Capital do Rio Grande do Norte foi fundada em 25 de dezembro de 1599 e terá shows em Ponta Negra até 31 de dezembro
Capital do Rio Grande do Norte, Natal completa 426 anos de história nesta quinta-feira 25. O nome da cidade foi escolhido pelo fato de ter sido fundada, em 1599, na data religiosa que celebra o nascimento de Jesus.
Para marcar o aniversário, a programação do Natal em Natal prevê, nesta quinta-feira, shows de Gilmar Bezerra, Fernanda e Gislaine, Marquinhos Gomes e Davi Sacer, na estrutura montada na orla da praia de Ponta Negra, na Zona Sul da cidade. As apresentações seguem até 31 de dezembro.

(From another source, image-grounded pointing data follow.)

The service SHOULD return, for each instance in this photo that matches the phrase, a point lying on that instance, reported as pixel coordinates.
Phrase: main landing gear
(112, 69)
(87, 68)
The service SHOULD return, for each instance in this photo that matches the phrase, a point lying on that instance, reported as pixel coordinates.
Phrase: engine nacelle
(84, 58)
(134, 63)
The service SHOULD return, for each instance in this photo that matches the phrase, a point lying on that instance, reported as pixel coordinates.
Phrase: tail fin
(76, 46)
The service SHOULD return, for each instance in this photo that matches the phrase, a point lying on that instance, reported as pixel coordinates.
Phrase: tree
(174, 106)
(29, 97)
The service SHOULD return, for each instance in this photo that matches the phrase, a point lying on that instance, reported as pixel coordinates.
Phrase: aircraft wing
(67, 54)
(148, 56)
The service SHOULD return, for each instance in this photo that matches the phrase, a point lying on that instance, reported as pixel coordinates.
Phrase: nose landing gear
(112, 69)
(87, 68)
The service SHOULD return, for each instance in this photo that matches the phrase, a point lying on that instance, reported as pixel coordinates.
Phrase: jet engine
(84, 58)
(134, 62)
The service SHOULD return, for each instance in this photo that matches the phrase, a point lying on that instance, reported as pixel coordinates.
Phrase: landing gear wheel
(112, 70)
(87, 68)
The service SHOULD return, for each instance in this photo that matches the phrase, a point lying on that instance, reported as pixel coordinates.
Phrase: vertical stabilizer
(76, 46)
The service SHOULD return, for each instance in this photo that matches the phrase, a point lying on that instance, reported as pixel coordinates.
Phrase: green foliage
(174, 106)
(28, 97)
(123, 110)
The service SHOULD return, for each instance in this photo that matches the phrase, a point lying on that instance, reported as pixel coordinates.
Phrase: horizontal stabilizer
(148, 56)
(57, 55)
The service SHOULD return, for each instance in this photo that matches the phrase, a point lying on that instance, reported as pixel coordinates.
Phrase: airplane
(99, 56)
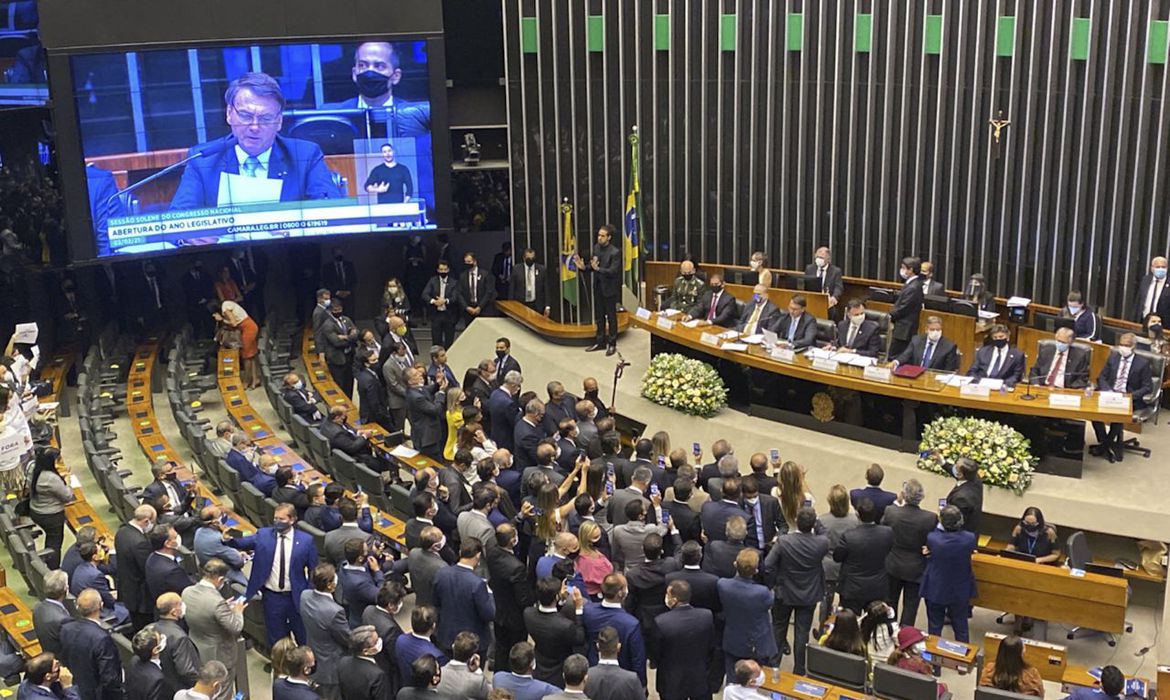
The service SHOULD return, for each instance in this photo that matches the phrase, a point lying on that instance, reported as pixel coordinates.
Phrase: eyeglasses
(248, 118)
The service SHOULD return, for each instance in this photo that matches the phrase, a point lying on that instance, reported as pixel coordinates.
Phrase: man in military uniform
(687, 288)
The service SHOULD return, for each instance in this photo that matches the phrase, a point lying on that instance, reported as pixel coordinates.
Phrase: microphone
(211, 149)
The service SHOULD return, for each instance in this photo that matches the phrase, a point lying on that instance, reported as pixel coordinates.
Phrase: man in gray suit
(474, 523)
(607, 680)
(795, 568)
(50, 613)
(327, 629)
(576, 670)
(424, 563)
(214, 624)
(639, 481)
(462, 676)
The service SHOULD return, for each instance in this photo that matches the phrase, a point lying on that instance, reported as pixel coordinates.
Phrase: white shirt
(262, 171)
(274, 577)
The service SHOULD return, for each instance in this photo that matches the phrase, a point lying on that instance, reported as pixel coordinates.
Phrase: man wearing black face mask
(376, 71)
(997, 359)
(444, 295)
(529, 283)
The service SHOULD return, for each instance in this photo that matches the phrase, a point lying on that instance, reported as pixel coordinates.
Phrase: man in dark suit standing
(445, 297)
(479, 293)
(1126, 371)
(339, 276)
(1151, 293)
(907, 306)
(715, 307)
(688, 647)
(862, 554)
(997, 359)
(372, 393)
(906, 562)
(133, 548)
(873, 491)
(90, 653)
(858, 334)
(1061, 363)
(283, 558)
(530, 283)
(604, 272)
(797, 328)
(930, 349)
(795, 567)
(759, 314)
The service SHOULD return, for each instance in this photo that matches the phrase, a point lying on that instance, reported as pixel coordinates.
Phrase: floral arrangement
(685, 384)
(1004, 455)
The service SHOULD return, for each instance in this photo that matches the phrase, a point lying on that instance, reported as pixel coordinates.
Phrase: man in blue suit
(88, 576)
(88, 650)
(463, 599)
(748, 615)
(997, 359)
(376, 71)
(255, 105)
(282, 562)
(611, 613)
(1129, 372)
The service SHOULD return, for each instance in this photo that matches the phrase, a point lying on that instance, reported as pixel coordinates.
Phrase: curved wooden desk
(569, 334)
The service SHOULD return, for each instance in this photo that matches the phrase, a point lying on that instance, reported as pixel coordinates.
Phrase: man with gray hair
(50, 613)
(359, 674)
(255, 149)
(904, 562)
(503, 411)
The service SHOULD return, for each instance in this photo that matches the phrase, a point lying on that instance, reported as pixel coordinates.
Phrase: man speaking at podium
(254, 163)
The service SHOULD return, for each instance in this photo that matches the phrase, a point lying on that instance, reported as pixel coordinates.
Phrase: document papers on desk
(243, 190)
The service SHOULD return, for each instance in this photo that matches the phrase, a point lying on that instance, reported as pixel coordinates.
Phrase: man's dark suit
(362, 680)
(904, 563)
(688, 646)
(805, 334)
(513, 591)
(425, 410)
(133, 549)
(724, 309)
(300, 165)
(833, 282)
(866, 342)
(89, 651)
(556, 636)
(769, 315)
(1138, 383)
(541, 287)
(504, 412)
(943, 357)
(48, 617)
(1161, 306)
(862, 554)
(144, 681)
(442, 321)
(904, 314)
(1075, 363)
(1010, 370)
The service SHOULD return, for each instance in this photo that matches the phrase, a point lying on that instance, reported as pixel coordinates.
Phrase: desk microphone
(212, 149)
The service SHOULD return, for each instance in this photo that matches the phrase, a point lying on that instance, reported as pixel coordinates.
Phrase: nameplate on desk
(976, 390)
(1113, 400)
(1065, 400)
(825, 365)
(784, 354)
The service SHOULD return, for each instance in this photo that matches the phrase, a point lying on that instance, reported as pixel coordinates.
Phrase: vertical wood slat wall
(860, 124)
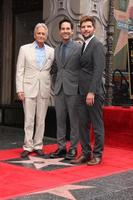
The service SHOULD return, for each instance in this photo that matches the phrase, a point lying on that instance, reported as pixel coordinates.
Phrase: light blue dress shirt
(40, 55)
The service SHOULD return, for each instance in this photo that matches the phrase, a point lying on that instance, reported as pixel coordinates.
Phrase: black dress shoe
(72, 153)
(59, 153)
(94, 161)
(25, 154)
(39, 152)
(80, 160)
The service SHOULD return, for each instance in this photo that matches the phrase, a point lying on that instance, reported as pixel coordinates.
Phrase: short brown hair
(86, 19)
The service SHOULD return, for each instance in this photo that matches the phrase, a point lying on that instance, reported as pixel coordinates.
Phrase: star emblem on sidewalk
(64, 191)
(39, 162)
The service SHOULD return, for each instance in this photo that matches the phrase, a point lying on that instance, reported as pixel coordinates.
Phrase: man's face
(87, 29)
(40, 35)
(66, 31)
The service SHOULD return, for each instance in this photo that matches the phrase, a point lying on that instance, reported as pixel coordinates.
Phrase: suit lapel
(89, 46)
(33, 54)
(69, 53)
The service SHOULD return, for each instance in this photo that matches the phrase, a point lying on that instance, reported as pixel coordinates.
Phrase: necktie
(83, 46)
(63, 57)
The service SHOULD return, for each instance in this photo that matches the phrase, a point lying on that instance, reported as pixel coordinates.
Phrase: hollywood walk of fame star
(64, 191)
(123, 37)
(42, 162)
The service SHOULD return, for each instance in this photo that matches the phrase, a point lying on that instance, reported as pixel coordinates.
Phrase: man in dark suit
(66, 73)
(91, 91)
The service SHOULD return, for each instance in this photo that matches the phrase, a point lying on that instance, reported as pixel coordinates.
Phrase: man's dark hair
(65, 20)
(88, 18)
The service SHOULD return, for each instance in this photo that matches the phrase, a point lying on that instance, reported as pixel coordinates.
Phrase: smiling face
(66, 31)
(87, 29)
(40, 35)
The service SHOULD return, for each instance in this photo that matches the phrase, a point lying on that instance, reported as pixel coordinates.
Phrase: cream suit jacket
(29, 78)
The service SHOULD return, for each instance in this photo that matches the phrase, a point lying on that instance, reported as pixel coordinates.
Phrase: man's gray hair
(41, 25)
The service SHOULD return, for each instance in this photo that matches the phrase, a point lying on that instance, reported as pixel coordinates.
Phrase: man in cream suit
(33, 83)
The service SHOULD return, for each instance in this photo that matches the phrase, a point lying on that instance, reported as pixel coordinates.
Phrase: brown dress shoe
(59, 153)
(80, 160)
(72, 153)
(94, 161)
(39, 152)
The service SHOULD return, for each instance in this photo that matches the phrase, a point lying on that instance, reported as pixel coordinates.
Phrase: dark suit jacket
(67, 74)
(92, 64)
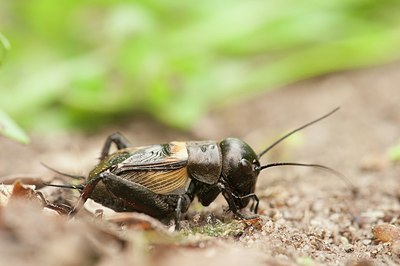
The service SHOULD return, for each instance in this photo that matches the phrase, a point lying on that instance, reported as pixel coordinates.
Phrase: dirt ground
(307, 216)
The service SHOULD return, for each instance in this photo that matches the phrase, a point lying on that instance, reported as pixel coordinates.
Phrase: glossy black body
(162, 180)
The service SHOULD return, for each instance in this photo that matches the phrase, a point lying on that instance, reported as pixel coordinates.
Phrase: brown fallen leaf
(20, 191)
(137, 220)
(36, 180)
(386, 232)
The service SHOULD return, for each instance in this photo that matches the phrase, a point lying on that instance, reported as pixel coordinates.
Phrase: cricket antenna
(323, 167)
(79, 187)
(77, 177)
(295, 130)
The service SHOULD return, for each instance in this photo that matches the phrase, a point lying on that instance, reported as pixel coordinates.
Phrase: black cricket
(162, 180)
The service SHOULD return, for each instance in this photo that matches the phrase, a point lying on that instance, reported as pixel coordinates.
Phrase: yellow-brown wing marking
(160, 182)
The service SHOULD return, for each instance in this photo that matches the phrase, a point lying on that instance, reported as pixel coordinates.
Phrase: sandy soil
(307, 216)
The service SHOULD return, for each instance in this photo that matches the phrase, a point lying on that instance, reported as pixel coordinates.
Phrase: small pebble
(386, 232)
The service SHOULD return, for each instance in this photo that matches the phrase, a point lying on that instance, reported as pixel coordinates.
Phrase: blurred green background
(81, 64)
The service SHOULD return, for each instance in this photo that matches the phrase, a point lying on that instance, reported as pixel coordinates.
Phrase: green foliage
(394, 153)
(83, 63)
(10, 129)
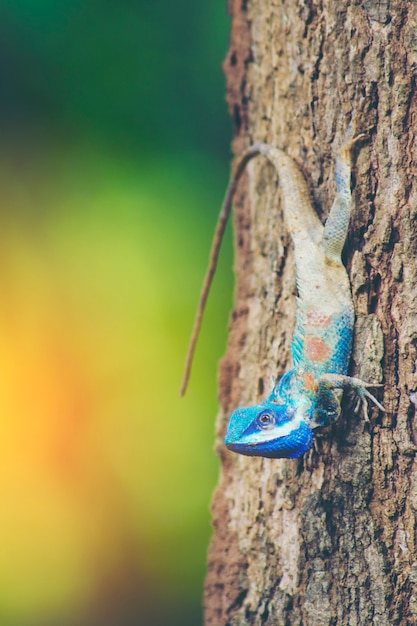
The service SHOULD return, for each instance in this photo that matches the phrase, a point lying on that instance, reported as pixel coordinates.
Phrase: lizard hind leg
(337, 224)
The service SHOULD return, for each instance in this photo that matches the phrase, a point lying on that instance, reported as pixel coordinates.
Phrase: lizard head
(269, 429)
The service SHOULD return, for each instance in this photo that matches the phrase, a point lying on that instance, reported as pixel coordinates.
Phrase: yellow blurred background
(113, 164)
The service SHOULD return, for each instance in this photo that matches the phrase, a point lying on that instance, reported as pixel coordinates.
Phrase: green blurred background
(113, 162)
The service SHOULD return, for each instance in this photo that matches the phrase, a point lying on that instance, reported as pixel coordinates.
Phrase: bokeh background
(114, 151)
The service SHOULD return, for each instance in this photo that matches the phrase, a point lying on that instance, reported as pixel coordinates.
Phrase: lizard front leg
(333, 382)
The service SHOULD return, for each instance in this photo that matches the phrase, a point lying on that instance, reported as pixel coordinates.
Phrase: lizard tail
(238, 170)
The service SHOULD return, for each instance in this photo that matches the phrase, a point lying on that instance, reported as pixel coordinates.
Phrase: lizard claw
(364, 395)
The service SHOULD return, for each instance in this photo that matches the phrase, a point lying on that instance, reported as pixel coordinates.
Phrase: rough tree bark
(331, 538)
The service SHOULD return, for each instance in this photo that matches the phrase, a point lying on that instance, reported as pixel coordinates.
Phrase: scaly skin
(309, 394)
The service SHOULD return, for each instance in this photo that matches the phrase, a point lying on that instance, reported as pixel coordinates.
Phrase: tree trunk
(330, 538)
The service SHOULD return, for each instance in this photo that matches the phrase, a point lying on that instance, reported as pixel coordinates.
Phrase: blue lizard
(309, 395)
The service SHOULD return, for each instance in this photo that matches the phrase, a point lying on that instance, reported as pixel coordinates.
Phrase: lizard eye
(266, 420)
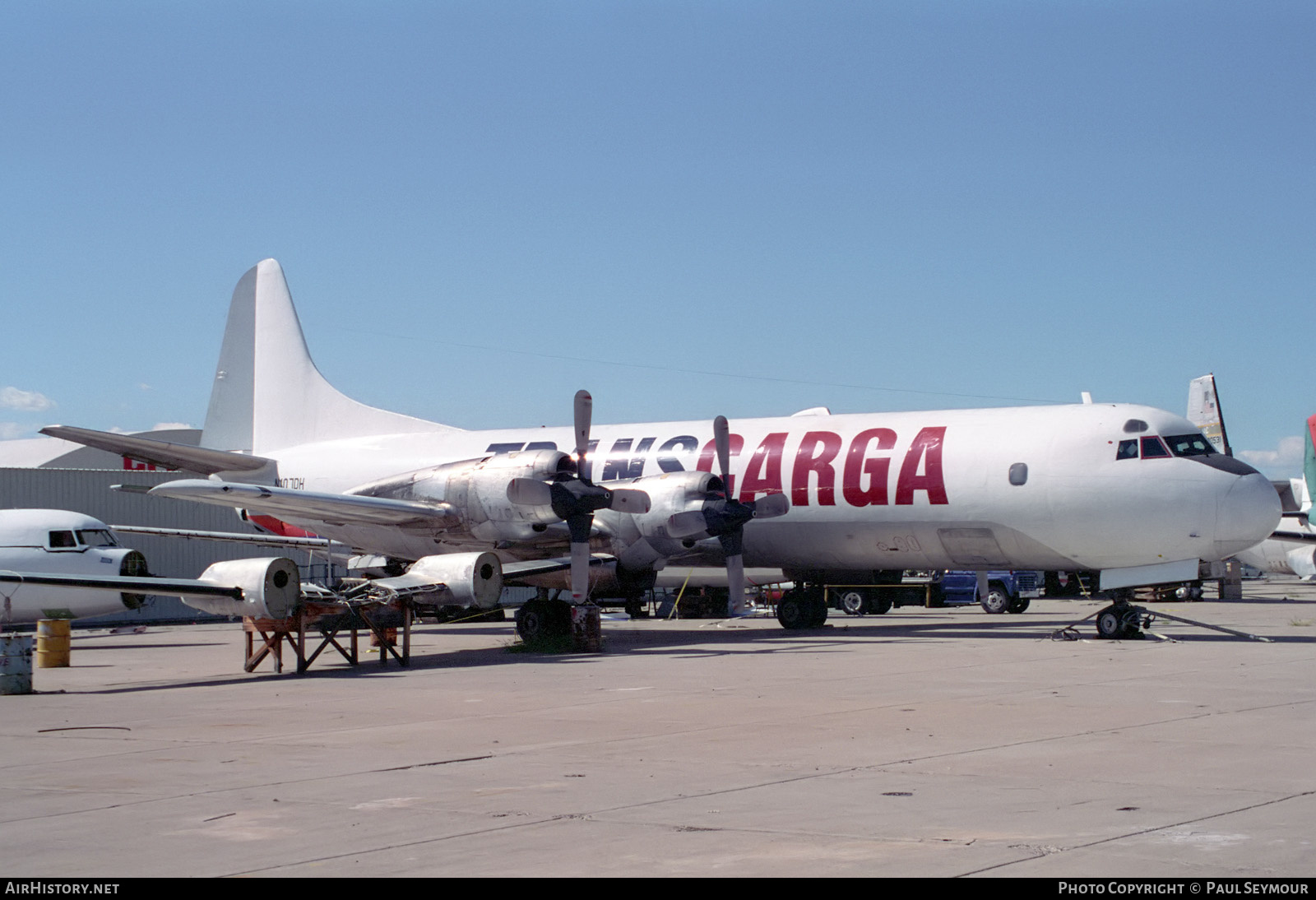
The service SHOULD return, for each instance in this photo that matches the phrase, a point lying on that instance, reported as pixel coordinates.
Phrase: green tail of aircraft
(1309, 466)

Natal é o município mais populoso do estado, com população estimada pelo IBGE em 784.249 pessoas, o que representa quase um quarto dos 3.455.236 habitantes do Rio Grande do Norte. O número coloca a cidade na 18ª posição entre as capitais brasileiras. Fundada entre o mar e o Rio Potengi, a cidade concentra atividades do turismo, do poder público estadual e federal, além de ações culturais e econômicas.
História da cidade
Natal surgiu a partir da intenção espanhola de expulsar os franceses do litoral brasileiro durante a União das Coroas Ibéricas (1580–1640). O rei da Espanha, Felipe II, determinou a construção de uma fortaleza para proteger a Barra do Rio Grande e a fundação de uma cidade a uma légua da fortificação. Primeiro, os franceses foram expulsos da Paraíba; depois, do Rio Grande.
Em 6 de janeiro de 1598, foi inaugurada a Fortaleza dos Santos Reis, hoje chamada Fortaleza dos Reis Magos, em referência ao Dia de Reis. Quase dois anos depois, a uma légua da edificação, nasceram os limites da cidade, demarcados em 25 de dezembro de 1599. Historiadores relatam que a missa de Natal foi aproveitada para a fundação, embora não haja provas documentais sobre a escolha da data.
Os registros históricos apontam três possíveis fundadores: Mascarenhas Homem, Jerônimo de Albuquerque e João Rodrigues Colaço. No início, Natal se restringia a poucos quilômetros, dos arredores da atual Praça das Mães, na Ribeira, até a Praça da Santa Cruz da Bica, na Cidade Alta. Duas cruzes marcavam os limites; hoje, permanece uma cruz simbólica na Praça da Santa Cruz da Bica.
Nova Amsterdã
Outro período marcante foi a invasão holandesa, em 1633, quando a cidade passou a ser chamada de Nova Amsterdã. Um relatório da época indicava cerca de 30 casas, a maioria coberta por palhas. Um bispo português registrou a constatação: “Natal não existe tal”. Em 1817, o escritor inglês Herry Koster, no livro Viagem pelo Brasil, escreveu: “Se chamam isso de cidade, o que serão as aldeias e vilas?”.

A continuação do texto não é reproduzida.